My experiences suggest the answer is: possibly. Or perhaps more accurately sometimes.
A lot depends on the field you're in. I studied for a PhD in life science, where a lot of time at the lab bench was required. This is skilled work, but it's not "creative" nor does it involve much mental effort. So it's certainly possible to be productive at it for longer than four hour stretches.
In addition I often had to go in at the weekends to observe the results of my experiments. Cells don't grow to a useful 9-5 weekday schedule, unfortunately! I imagine other areas of science will impose similar time pressures.
I treated my PhD as though it were a job.

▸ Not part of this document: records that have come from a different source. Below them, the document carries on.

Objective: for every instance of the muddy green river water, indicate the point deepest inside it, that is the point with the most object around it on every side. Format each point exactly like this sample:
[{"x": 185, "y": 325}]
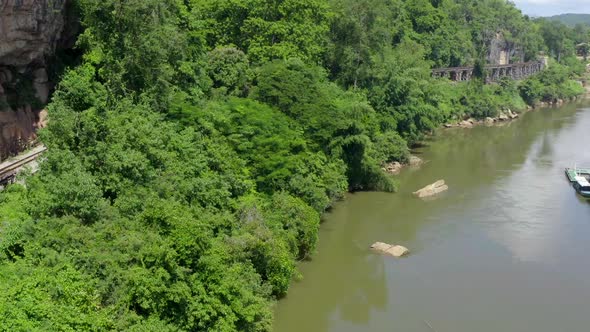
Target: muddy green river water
[{"x": 506, "y": 249}]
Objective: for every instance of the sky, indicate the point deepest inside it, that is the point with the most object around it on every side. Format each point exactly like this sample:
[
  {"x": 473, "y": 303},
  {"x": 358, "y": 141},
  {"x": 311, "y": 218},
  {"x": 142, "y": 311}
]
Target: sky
[{"x": 552, "y": 7}]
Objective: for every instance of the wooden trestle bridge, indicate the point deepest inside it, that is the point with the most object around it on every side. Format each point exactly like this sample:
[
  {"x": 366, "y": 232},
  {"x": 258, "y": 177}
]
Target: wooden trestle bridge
[
  {"x": 516, "y": 71},
  {"x": 10, "y": 168}
]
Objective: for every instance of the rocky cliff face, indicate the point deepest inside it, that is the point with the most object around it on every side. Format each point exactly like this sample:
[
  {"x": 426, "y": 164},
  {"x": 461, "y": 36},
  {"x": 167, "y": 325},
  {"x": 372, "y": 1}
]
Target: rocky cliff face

Although I did work longer than 8 hours a day and I did work weekends when necessary, I viewed this as an annoying imposition and tried to minimize it. Other students and postdocs in the lab did longer hours and were more productive.
When it came time to write up my thesis, I discovred I simply did not have enough material to make it worthwhile. Ultimately I was forced to apply for a lesser research degree (an MPhil) and when it came to the crunch, I was not even able to obtain that with the evidence I'd gathered. Part of this is unquestionably down to lack of bench-hours.
I cannot speak about non-practical subjects, but even there I would imagine the amount of reading, learning and documentary research required would be significant, and would not involve creative mental effort. But my experience suggests that while ten hours a day, seven days a week is likely excessive, a successful research degree does involve time and effort well beyond that required for a regular highly-skilled job.